就学先決定の仕組みの見直しとインクルーシブ教育システムの構築

 このように、就学の手続の考え方が、「インクルーシブ教育システムの構築」に沿う形で大きく変容して、現在に至っていることがご理解いただけると思います。
 しかし、現象面だけを見ると手続きが大きく変わっているようにはとらえにくく、また、特別支援学校就学者の比率が年々高くなっているという現実も一方にあります。こうした仕組みが、広く教育現場に受け入れられるためには、当該の児童生徒だけでなく、全児童生徒にもメリットがあることが認められなければなりませんが、それには一層のきめ細やかな指導体制の充実や環境の改善が求められます。ドイツでは、「障害者の権利に関する条約」批准以降、通常の学校の体制も変革しながら、分離教育からインクルーシブ教育への取り組みがトップダウンで精力的に進められていますが、その道のりは平坦でないことを教えてくれています。

*1:「21世紀の特殊教育の在り方について~一人一人のニーズに応じた特別な支援の在り方について~(最終報告)」
https://www.mext.go.jp/b_menu/shingi/chousa/shotou/006/toushin/010102.htm
*2:これまでの制度改革
https://www.mext.go.jp/b_menu/shingi/chukyo/chukyo3/044/attach/1299891.htm
*3:障害者基本法
https://www.mhlw.go.jp/tenji/dl/file05-02.pdf
障害者基本法の第16条第1項の条文
「国及び地方公共団体は,障害者が,その年齢及び能力に応じ,かつ,その特性を踏まえた十分な教育が受けられるようにするため,可能な限り障害者である児童及び生徒が障害者でない児童及び生徒と共に教育を受けられるよう配慮しつつ,教育の内容及び方法の改善及び充実を図る等必要な施策を講じなければならない。
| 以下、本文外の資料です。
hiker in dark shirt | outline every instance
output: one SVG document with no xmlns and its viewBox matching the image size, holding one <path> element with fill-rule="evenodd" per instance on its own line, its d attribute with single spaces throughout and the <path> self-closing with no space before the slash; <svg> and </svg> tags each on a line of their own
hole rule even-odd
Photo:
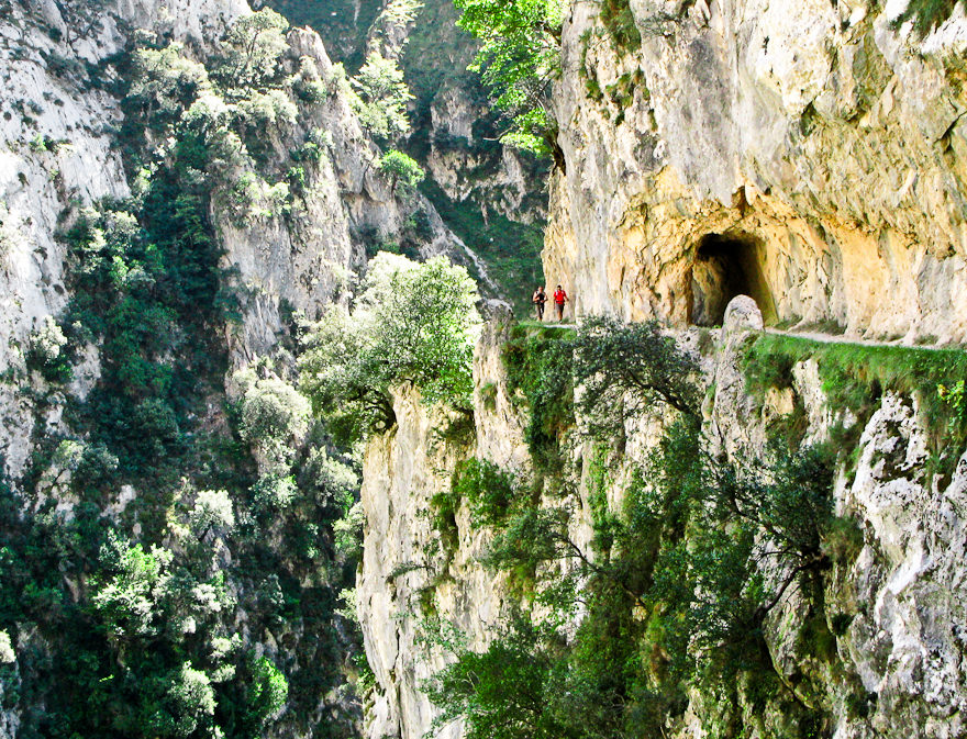
<svg viewBox="0 0 967 739">
<path fill-rule="evenodd" d="M 534 296 L 531 298 L 531 302 L 537 306 L 537 321 L 544 321 L 544 303 L 547 302 L 547 293 L 544 292 L 544 285 L 540 285 L 534 291 Z"/>
<path fill-rule="evenodd" d="M 569 301 L 567 293 L 559 284 L 554 291 L 554 310 L 557 311 L 557 323 L 564 323 L 564 304 Z"/>
</svg>

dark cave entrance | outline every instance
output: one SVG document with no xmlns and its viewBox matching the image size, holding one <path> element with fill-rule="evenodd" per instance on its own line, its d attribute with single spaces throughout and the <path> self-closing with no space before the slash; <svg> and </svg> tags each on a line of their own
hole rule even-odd
<svg viewBox="0 0 967 739">
<path fill-rule="evenodd" d="M 764 245 L 748 234 L 708 234 L 696 249 L 691 272 L 689 322 L 721 326 L 725 307 L 736 295 L 748 295 L 775 323 L 776 309 L 763 270 Z"/>
</svg>

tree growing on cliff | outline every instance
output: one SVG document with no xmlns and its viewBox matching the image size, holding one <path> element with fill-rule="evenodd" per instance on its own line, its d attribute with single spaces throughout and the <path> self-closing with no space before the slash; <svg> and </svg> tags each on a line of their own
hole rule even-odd
<svg viewBox="0 0 967 739">
<path fill-rule="evenodd" d="M 465 406 L 479 316 L 477 285 L 443 257 L 423 264 L 378 254 L 352 312 L 333 307 L 304 339 L 301 381 L 341 440 L 393 422 L 390 387 Z"/>
<path fill-rule="evenodd" d="M 497 96 L 510 117 L 501 141 L 545 155 L 557 152 L 556 123 L 548 108 L 552 82 L 560 74 L 559 0 L 456 0 L 457 22 L 480 40 L 470 69 Z"/>
<path fill-rule="evenodd" d="M 400 186 L 407 191 L 412 190 L 426 176 L 412 157 L 397 149 L 391 149 L 379 158 L 379 171 L 390 178 L 391 192 L 396 192 Z"/>
<path fill-rule="evenodd" d="M 413 99 L 396 59 L 371 52 L 352 80 L 353 110 L 375 138 L 394 141 L 410 131 L 407 103 Z"/>
</svg>

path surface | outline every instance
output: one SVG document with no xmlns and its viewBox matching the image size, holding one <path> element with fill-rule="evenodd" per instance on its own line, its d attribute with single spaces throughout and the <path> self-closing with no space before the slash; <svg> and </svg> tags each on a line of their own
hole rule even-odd
<svg viewBox="0 0 967 739">
<path fill-rule="evenodd" d="M 553 321 L 544 321 L 541 325 L 554 328 L 577 328 L 576 323 L 555 323 Z M 856 344 L 859 346 L 886 346 L 897 347 L 899 349 L 926 349 L 927 351 L 965 351 L 967 348 L 951 344 L 946 346 L 937 346 L 936 344 L 903 344 L 900 339 L 886 341 L 872 338 L 862 338 L 859 336 L 846 336 L 844 334 L 824 334 L 816 331 L 789 331 L 786 328 L 773 328 L 766 326 L 763 333 L 773 334 L 775 336 L 789 336 L 790 338 L 804 338 L 810 341 L 819 341 L 820 344 Z"/>
<path fill-rule="evenodd" d="M 963 351 L 964 347 L 957 345 L 951 346 L 937 346 L 936 344 L 903 344 L 899 339 L 894 341 L 882 341 L 878 339 L 871 338 L 860 338 L 860 337 L 847 337 L 843 334 L 823 334 L 821 332 L 813 331 L 786 331 L 782 328 L 771 328 L 770 326 L 766 326 L 763 329 L 766 334 L 774 334 L 777 336 L 790 336 L 792 338 L 805 338 L 811 341 L 819 341 L 821 344 L 857 344 L 859 346 L 886 346 L 886 347 L 897 347 L 899 349 L 926 349 L 927 351 Z"/>
</svg>

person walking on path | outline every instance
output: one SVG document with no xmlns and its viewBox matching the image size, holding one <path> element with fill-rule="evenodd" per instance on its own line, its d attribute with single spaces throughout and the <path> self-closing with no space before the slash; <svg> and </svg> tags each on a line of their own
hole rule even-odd
<svg viewBox="0 0 967 739">
<path fill-rule="evenodd" d="M 569 301 L 567 293 L 559 284 L 554 291 L 554 309 L 557 311 L 557 323 L 564 323 L 564 304 Z"/>
<path fill-rule="evenodd" d="M 544 303 L 547 302 L 547 293 L 544 292 L 543 284 L 534 291 L 531 302 L 537 306 L 537 321 L 544 321 Z"/>
</svg>

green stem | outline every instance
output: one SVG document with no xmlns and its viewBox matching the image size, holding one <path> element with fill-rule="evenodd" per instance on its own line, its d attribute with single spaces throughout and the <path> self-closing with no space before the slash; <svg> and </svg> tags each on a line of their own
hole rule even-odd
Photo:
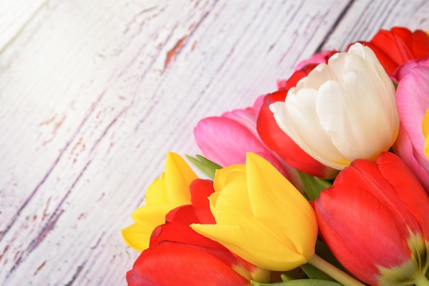
<svg viewBox="0 0 429 286">
<path fill-rule="evenodd" d="M 424 275 L 420 275 L 416 280 L 414 281 L 414 284 L 416 286 L 429 286 L 429 281 L 428 278 Z"/>
<path fill-rule="evenodd" d="M 320 270 L 326 273 L 334 279 L 336 280 L 340 283 L 347 286 L 365 286 L 365 284 L 362 283 L 357 279 L 352 277 L 349 274 L 340 270 L 329 262 L 323 260 L 321 257 L 315 254 L 310 257 L 308 261 L 310 264 L 319 268 Z M 426 285 L 421 284 L 421 286 Z M 420 286 L 420 285 L 419 285 Z"/>
</svg>

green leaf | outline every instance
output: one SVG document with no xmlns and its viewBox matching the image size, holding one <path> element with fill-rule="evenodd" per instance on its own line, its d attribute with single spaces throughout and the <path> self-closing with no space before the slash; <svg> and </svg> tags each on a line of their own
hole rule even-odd
<svg viewBox="0 0 429 286">
<path fill-rule="evenodd" d="M 295 279 L 271 284 L 262 284 L 251 281 L 252 286 L 341 286 L 338 282 L 319 279 Z"/>
<path fill-rule="evenodd" d="M 310 264 L 303 264 L 300 266 L 300 268 L 310 279 L 319 279 L 335 281 L 335 280 L 332 279 L 331 276 Z"/>
<path fill-rule="evenodd" d="M 298 171 L 298 175 L 310 200 L 315 200 L 322 190 L 332 185 L 329 181 L 316 178 L 303 172 Z"/>
<path fill-rule="evenodd" d="M 196 157 L 188 155 L 186 155 L 186 157 L 192 164 L 208 176 L 212 180 L 214 178 L 216 170 L 222 168 L 221 166 L 217 164 L 201 155 L 197 155 Z"/>
</svg>

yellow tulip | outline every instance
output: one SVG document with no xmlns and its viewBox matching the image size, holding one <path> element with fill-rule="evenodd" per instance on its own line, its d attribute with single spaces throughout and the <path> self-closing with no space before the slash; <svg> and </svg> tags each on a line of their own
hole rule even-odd
<svg viewBox="0 0 429 286">
<path fill-rule="evenodd" d="M 429 159 L 429 108 L 426 109 L 426 113 L 423 118 L 423 122 L 421 124 L 421 129 L 423 129 L 423 136 L 424 137 L 424 155 Z"/>
<path fill-rule="evenodd" d="M 315 252 L 317 223 L 301 193 L 262 157 L 219 170 L 209 197 L 216 224 L 191 224 L 243 259 L 269 270 L 289 270 Z"/>
<path fill-rule="evenodd" d="M 165 171 L 146 191 L 145 205 L 133 213 L 134 224 L 122 230 L 125 242 L 143 251 L 155 228 L 165 222 L 165 215 L 177 207 L 191 204 L 189 185 L 197 176 L 177 154 L 167 153 Z"/>
</svg>

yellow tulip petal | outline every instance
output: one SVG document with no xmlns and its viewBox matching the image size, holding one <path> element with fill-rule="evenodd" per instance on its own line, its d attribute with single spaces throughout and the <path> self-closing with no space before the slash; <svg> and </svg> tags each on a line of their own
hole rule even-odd
<svg viewBox="0 0 429 286">
<path fill-rule="evenodd" d="M 231 181 L 239 179 L 245 179 L 245 177 L 246 167 L 245 165 L 231 165 L 216 171 L 213 187 L 215 191 L 219 192 Z"/>
<path fill-rule="evenodd" d="M 149 247 L 147 231 L 141 226 L 134 224 L 121 231 L 122 237 L 125 243 L 138 251 L 143 251 Z"/>
<path fill-rule="evenodd" d="M 127 244 L 138 251 L 147 248 L 154 229 L 165 222 L 165 215 L 174 207 L 162 205 L 143 206 L 136 209 L 132 215 L 136 223 L 122 230 Z"/>
<path fill-rule="evenodd" d="M 421 129 L 423 129 L 423 136 L 425 139 L 424 152 L 429 159 L 429 108 L 426 109 L 426 113 L 423 117 Z"/>
<path fill-rule="evenodd" d="M 189 185 L 198 179 L 185 160 L 169 152 L 165 163 L 165 185 L 170 203 L 177 206 L 191 202 Z"/>
<path fill-rule="evenodd" d="M 165 174 L 162 173 L 161 177 L 156 179 L 154 183 L 149 185 L 146 190 L 145 196 L 146 205 L 162 205 L 169 204 L 167 192 L 167 186 L 165 185 Z"/>
<path fill-rule="evenodd" d="M 165 222 L 165 215 L 175 207 L 172 205 L 144 205 L 136 209 L 131 218 L 138 224 L 153 226 L 153 231 Z"/>
<path fill-rule="evenodd" d="M 287 237 L 296 251 L 309 257 L 314 253 L 318 229 L 308 202 L 262 157 L 247 153 L 246 167 L 249 198 L 255 217 L 276 230 L 275 233 Z"/>
<path fill-rule="evenodd" d="M 266 239 L 264 235 L 255 235 L 260 233 L 258 229 L 197 224 L 191 224 L 191 227 L 261 268 L 289 270 L 305 263 L 307 260 L 304 256 L 285 248 L 280 242 Z M 240 243 L 237 243 L 237 239 L 240 239 Z"/>
<path fill-rule="evenodd" d="M 177 207 L 191 203 L 189 185 L 196 179 L 195 173 L 180 155 L 169 153 L 165 171 L 146 191 L 146 205 L 132 216 L 136 224 L 123 231 L 125 242 L 139 251 L 147 248 L 154 229 L 165 222 L 165 216 Z"/>
</svg>

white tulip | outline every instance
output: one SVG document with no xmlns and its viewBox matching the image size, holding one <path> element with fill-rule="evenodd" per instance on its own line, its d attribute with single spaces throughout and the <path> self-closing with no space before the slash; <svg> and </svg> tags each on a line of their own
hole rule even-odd
<svg viewBox="0 0 429 286">
<path fill-rule="evenodd" d="M 336 170 L 355 159 L 374 160 L 398 133 L 392 81 L 372 50 L 360 43 L 317 66 L 284 102 L 269 107 L 298 146 Z"/>
</svg>

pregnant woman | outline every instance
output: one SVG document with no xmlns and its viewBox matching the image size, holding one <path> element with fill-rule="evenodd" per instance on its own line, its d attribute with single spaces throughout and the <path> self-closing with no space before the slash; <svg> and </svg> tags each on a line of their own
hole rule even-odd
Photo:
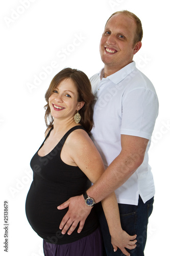
<svg viewBox="0 0 170 256">
<path fill-rule="evenodd" d="M 93 98 L 87 76 L 70 68 L 54 77 L 45 94 L 47 129 L 44 141 L 31 161 L 33 181 L 26 203 L 28 221 L 43 239 L 45 256 L 102 255 L 95 202 L 86 194 L 91 182 L 104 172 L 101 156 L 89 136 Z M 62 234 L 59 225 L 67 209 L 58 210 L 57 206 L 80 195 L 84 207 L 89 209 L 84 228 Z M 125 251 L 126 247 L 135 248 L 136 236 L 129 236 L 121 228 L 114 194 L 102 204 L 109 230 L 114 234 L 115 250 L 116 246 Z M 114 218 L 110 218 L 113 212 Z"/>
</svg>

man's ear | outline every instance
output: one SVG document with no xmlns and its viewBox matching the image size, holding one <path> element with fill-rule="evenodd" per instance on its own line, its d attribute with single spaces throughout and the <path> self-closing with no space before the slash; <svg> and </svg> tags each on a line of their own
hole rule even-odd
<svg viewBox="0 0 170 256">
<path fill-rule="evenodd" d="M 142 43 L 140 41 L 139 41 L 138 42 L 137 42 L 136 43 L 133 49 L 133 54 L 135 54 L 139 51 L 139 50 L 140 49 L 141 46 L 142 46 Z"/>
</svg>

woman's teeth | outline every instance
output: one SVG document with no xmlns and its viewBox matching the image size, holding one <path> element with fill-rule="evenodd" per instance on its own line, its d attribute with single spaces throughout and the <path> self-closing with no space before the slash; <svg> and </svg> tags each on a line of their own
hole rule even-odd
<svg viewBox="0 0 170 256">
<path fill-rule="evenodd" d="M 54 105 L 54 106 L 56 109 L 58 109 L 59 110 L 63 110 L 64 109 L 64 108 L 61 108 L 61 106 L 56 106 L 56 105 Z"/>
</svg>

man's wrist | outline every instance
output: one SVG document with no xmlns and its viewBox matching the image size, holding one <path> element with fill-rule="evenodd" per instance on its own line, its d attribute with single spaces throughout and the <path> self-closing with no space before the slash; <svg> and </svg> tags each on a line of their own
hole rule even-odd
<svg viewBox="0 0 170 256">
<path fill-rule="evenodd" d="M 89 197 L 87 195 L 86 191 L 83 194 L 83 197 L 85 203 L 86 205 L 88 205 L 88 206 L 93 206 L 94 204 L 95 204 L 94 200 L 92 197 Z"/>
</svg>

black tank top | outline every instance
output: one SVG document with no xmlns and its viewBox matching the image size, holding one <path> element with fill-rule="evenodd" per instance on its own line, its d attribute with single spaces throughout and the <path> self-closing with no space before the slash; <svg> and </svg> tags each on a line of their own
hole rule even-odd
<svg viewBox="0 0 170 256">
<path fill-rule="evenodd" d="M 52 129 L 31 161 L 33 181 L 27 195 L 26 211 L 31 226 L 40 237 L 47 242 L 63 244 L 90 234 L 98 227 L 98 221 L 93 207 L 80 233 L 77 233 L 77 227 L 71 235 L 61 234 L 59 225 L 68 208 L 58 210 L 57 206 L 70 197 L 82 194 L 91 183 L 79 167 L 66 164 L 60 157 L 68 136 L 75 130 L 84 130 L 82 126 L 69 130 L 46 156 L 38 155 Z"/>
</svg>

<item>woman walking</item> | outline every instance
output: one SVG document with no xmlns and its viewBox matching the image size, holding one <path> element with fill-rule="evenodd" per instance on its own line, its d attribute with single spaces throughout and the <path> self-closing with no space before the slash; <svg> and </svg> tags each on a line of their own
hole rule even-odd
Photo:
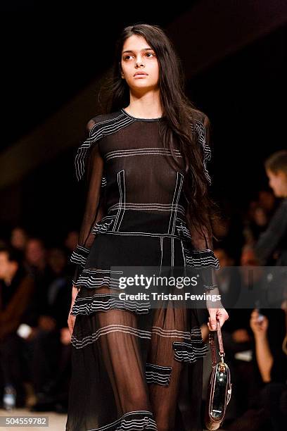
<svg viewBox="0 0 287 431">
<path fill-rule="evenodd" d="M 199 431 L 208 347 L 196 309 L 120 301 L 113 267 L 156 266 L 160 274 L 165 266 L 208 266 L 204 289 L 217 292 L 208 118 L 185 96 L 180 63 L 160 27 L 127 27 L 116 48 L 111 112 L 88 122 L 75 158 L 87 188 L 71 256 L 66 431 Z M 216 318 L 221 325 L 228 318 L 222 306 L 208 311 L 210 330 Z M 184 375 L 188 393 L 179 403 Z"/>
</svg>

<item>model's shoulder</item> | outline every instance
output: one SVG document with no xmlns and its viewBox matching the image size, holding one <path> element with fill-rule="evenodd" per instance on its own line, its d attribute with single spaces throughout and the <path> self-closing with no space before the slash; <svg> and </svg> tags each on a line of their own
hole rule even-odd
<svg viewBox="0 0 287 431">
<path fill-rule="evenodd" d="M 205 126 L 209 125 L 210 119 L 208 115 L 202 111 L 200 111 L 199 109 L 193 109 L 191 112 L 191 115 L 193 120 L 196 123 L 200 123 Z"/>
<path fill-rule="evenodd" d="M 123 114 L 120 110 L 108 113 L 99 114 L 89 120 L 87 127 L 88 129 L 94 128 L 94 127 L 95 128 L 104 127 L 120 120 Z"/>
</svg>

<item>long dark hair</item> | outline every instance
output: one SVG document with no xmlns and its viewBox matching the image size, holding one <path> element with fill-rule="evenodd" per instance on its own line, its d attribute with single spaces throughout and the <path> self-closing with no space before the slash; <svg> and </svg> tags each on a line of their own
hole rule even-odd
<svg viewBox="0 0 287 431">
<path fill-rule="evenodd" d="M 137 35 L 142 36 L 155 51 L 159 63 L 159 88 L 162 115 L 160 131 L 165 146 L 172 154 L 174 142 L 179 143 L 186 173 L 184 194 L 187 202 L 186 221 L 192 235 L 198 238 L 203 248 L 212 246 L 213 224 L 219 219 L 219 207 L 208 193 L 208 181 L 205 173 L 203 146 L 198 145 L 196 125 L 205 118 L 207 137 L 210 136 L 208 117 L 197 109 L 184 94 L 185 77 L 181 61 L 174 45 L 158 25 L 136 24 L 124 28 L 115 44 L 115 63 L 107 89 L 110 94 L 109 112 L 114 112 L 129 103 L 129 87 L 121 77 L 122 51 L 125 41 Z M 106 86 L 105 86 L 106 87 Z M 208 142 L 206 142 L 208 145 Z M 174 163 L 177 165 L 176 158 Z M 199 235 L 199 237 L 198 237 Z M 206 238 L 209 238 L 208 242 Z M 217 239 L 217 238 L 216 238 Z"/>
</svg>

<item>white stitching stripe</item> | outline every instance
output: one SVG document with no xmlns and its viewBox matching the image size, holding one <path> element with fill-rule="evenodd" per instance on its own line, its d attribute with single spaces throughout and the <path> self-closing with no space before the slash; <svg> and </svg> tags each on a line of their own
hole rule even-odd
<svg viewBox="0 0 287 431">
<path fill-rule="evenodd" d="M 120 227 L 120 223 L 122 223 L 122 217 L 125 213 L 125 199 L 126 199 L 125 198 L 125 170 L 122 169 L 122 170 L 120 170 L 120 172 L 117 173 L 117 185 L 119 187 L 120 201 L 119 201 L 119 205 L 118 205 L 117 213 L 117 216 L 115 220 L 115 223 L 114 223 L 114 225 L 112 229 L 113 232 L 119 230 L 119 227 Z M 124 209 L 123 209 L 120 222 L 118 223 L 119 217 L 122 212 L 122 202 L 124 202 Z"/>
<path fill-rule="evenodd" d="M 162 266 L 162 255 L 163 255 L 163 237 L 160 237 L 160 273 L 161 274 L 161 268 Z"/>
<path fill-rule="evenodd" d="M 146 364 L 146 380 L 147 383 L 157 383 L 167 386 L 170 383 L 172 367 L 162 367 L 153 363 Z"/>
<path fill-rule="evenodd" d="M 87 151 L 91 145 L 106 135 L 115 133 L 117 130 L 129 125 L 132 122 L 132 120 L 121 113 L 115 118 L 99 121 L 94 125 L 90 129 L 89 138 L 78 148 L 75 158 L 76 175 L 78 180 L 81 180 L 84 175 L 84 158 L 87 156 Z"/>
<path fill-rule="evenodd" d="M 179 150 L 174 149 L 175 157 L 181 157 Z M 170 149 L 165 148 L 144 147 L 132 149 L 114 150 L 106 153 L 104 156 L 106 161 L 117 157 L 129 157 L 131 156 L 172 156 Z"/>
<path fill-rule="evenodd" d="M 135 416 L 132 418 L 132 416 Z M 139 418 L 136 419 L 136 416 Z M 141 416 L 142 416 L 141 418 Z M 135 430 L 151 430 L 157 431 L 158 427 L 153 419 L 153 414 L 146 410 L 135 410 L 125 413 L 109 425 L 100 428 L 92 428 L 87 431 L 133 431 Z"/>
<path fill-rule="evenodd" d="M 108 213 L 110 213 L 111 211 L 116 211 L 118 209 L 119 204 L 115 204 L 111 206 L 109 206 L 108 208 Z M 126 202 L 125 207 L 127 210 L 143 210 L 143 211 L 164 211 L 169 213 L 172 210 L 174 210 L 177 208 L 177 212 L 181 213 L 183 216 L 185 215 L 185 209 L 182 205 L 178 205 L 177 207 L 176 205 L 172 205 L 172 204 L 136 204 L 135 202 Z M 181 220 L 181 219 L 180 219 Z"/>
<path fill-rule="evenodd" d="M 111 332 L 124 332 L 125 334 L 129 334 L 130 335 L 134 335 L 139 338 L 151 339 L 151 331 L 144 331 L 138 328 L 133 327 L 132 326 L 128 326 L 125 325 L 108 325 L 104 326 L 94 332 L 91 335 L 84 337 L 82 339 L 78 339 L 75 335 L 72 335 L 71 343 L 76 349 L 82 349 L 91 343 L 94 343 L 95 341 L 98 339 L 100 337 L 106 335 Z"/>
<path fill-rule="evenodd" d="M 186 265 L 189 266 L 214 266 L 219 268 L 219 261 L 212 250 L 189 250 L 184 247 Z"/>
<path fill-rule="evenodd" d="M 87 262 L 89 253 L 89 249 L 77 244 L 76 249 L 70 256 L 70 261 L 84 266 Z"/>
<path fill-rule="evenodd" d="M 149 301 L 125 301 L 119 299 L 118 293 L 99 293 L 92 296 L 76 298 L 70 314 L 89 315 L 96 311 L 108 311 L 111 309 L 129 310 L 137 314 L 147 313 L 150 309 Z"/>
<path fill-rule="evenodd" d="M 174 359 L 179 361 L 193 363 L 198 358 L 203 358 L 208 351 L 208 346 L 203 343 L 201 347 L 196 347 L 193 342 L 173 342 L 172 348 L 174 350 Z"/>
</svg>

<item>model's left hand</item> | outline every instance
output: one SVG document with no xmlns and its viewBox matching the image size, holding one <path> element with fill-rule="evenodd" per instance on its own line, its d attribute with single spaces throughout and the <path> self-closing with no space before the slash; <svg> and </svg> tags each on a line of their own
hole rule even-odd
<svg viewBox="0 0 287 431">
<path fill-rule="evenodd" d="M 208 326 L 210 331 L 216 330 L 216 320 L 217 319 L 219 322 L 220 327 L 222 326 L 225 320 L 229 318 L 227 311 L 224 308 L 208 308 L 209 313 L 209 318 L 208 322 Z"/>
</svg>

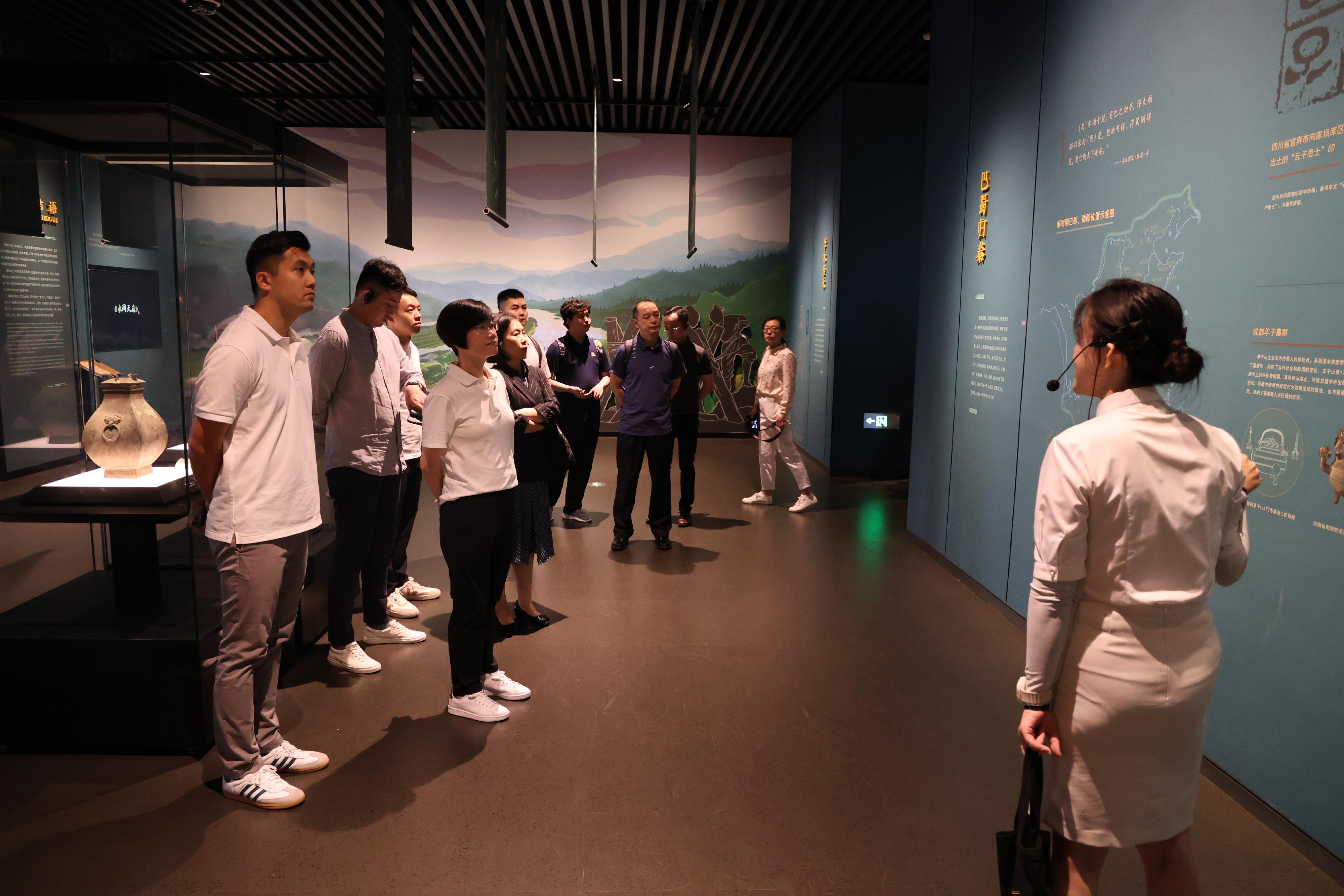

」
*4:中央教育審議会初等中等教育分科会報告「共生社会の形成に向けたインクルーシブ教育システム構築のための特別支援教育の推進(報告)」
https://www.mext.go.jp/b_menu/shingi/chukyo/chukyo3/044/houkoku/1321667.htm
*5:学校教育法施行令の一部改正について(通知)
https://www.mext.go.jp/a_menu/shotou/tokubetu/material/1339311.htm
就学先を決定する仕組みの改正(第5条及び第11条関係)
「市町村の教育委員会は、就学予定者のうち、認定特別支援学校就学者(視覚障害者等のうち、当該市町村の教育委員会が、その者の障害の状態、その者の教育上必要な支援の内容、地域における教育の体制の整備の状況その他の事情を勘案して、その住所の存する都道府県の設置する特別支援学校に就学させることが適当であると認める者をいう。以下同じ。)以外の者について、その保護者に対し、翌学年の初めから2月前までに、小学校又は中学校の入学期日を通知しなければならないとすること。」